Figure 3.5 - How peak heights add
The color of a peak is proportional to the cluster's internal deviation. Red indicates low deviation where as blue indicates high deviation. Only the color at the tip of a peak is significant. At all other areas, the color is determined by blending to create a smooth transition.
Clicking on any label will load statistics about the associated cluster into the text window located below the visualization. This information is identical to the information found in the Solution Report. If column labels have been chosen for this data, then the Mountain Visualization can display the most common features above each peak. This option is called "Show Features" and is found in the "Mountain" menu.
Printing is performed in gCLUTO by first opening a View to print. Once a View is opened, printing and previewing can be initiated under the "File" menu. Printing is only available for the following Views:
Additional printing options such as page margins, page dimensions, and printer settings can be found by choosing the "Page Setup" and "Print Setup" options under the "File" menu. Views can also be printed to Post Script files by selecting the "Print to File" option in the Print Dialog.
The various dimensions of the visualizations printed are calculated by the dimensions of the Printable Area. The Printable Area is the area of the page that is within the margins. Choosing a smaller printable area will generate smaller graphics.

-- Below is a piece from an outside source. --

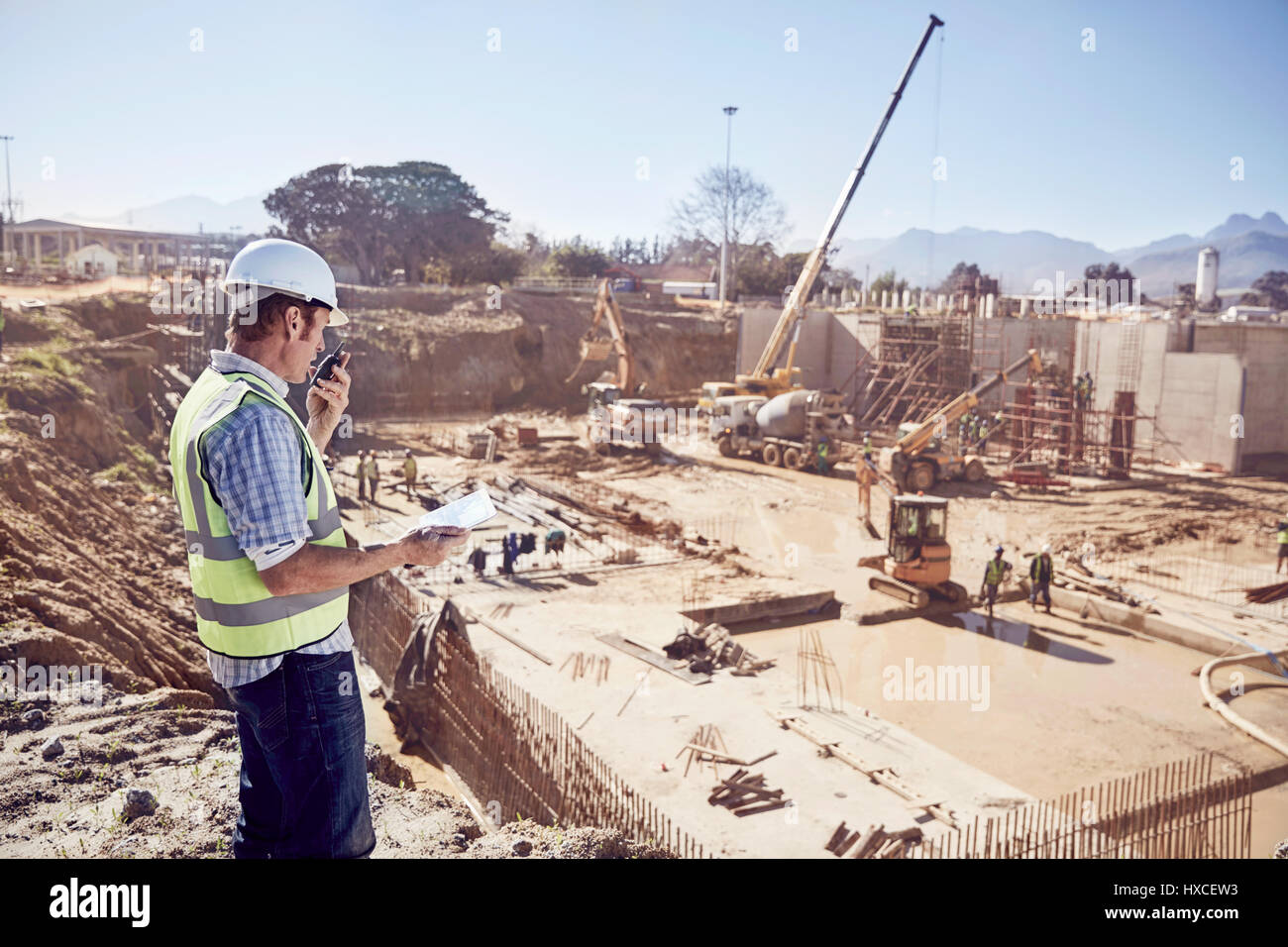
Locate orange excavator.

When printing the Matrix Visualization, the matrix is scaled to fit the entire Printable Area. Relative scaling of rows and columns is left intact. If labels or trees are present, they are each allocated roughly one sixth of the width of the Printable Area.
Mountain Visualizations are printed using the perspective and dimensions of the current Mountain Visualization View. The visualization is scaled to fill as much of the Printable Area as possible without exceeding the margins.
Exporting is performed in gCLUTO by first opening a View to export. Once a View is opened, exporting can be initiated by choosing the "Export" option under the "Project" menu. The following Views can be exported:
Data Views are exported as tab delimited files containing the data matrix as well as any solution columns that are present. Row and column labels are also included in the first column and row, respectively. If labels are not given, then default labels "rowX" and "colX" are used, where "X" is replaced by the row or column number. Tab delimited files can be opened by most spreadsheet programs.
Solution Views are exported as HTML files. The HTML files will contain the same information that is present in the Solution Report. This makes it easier to use and share the information given in Solution Reports. Web browsers and most word processors can open HTML files.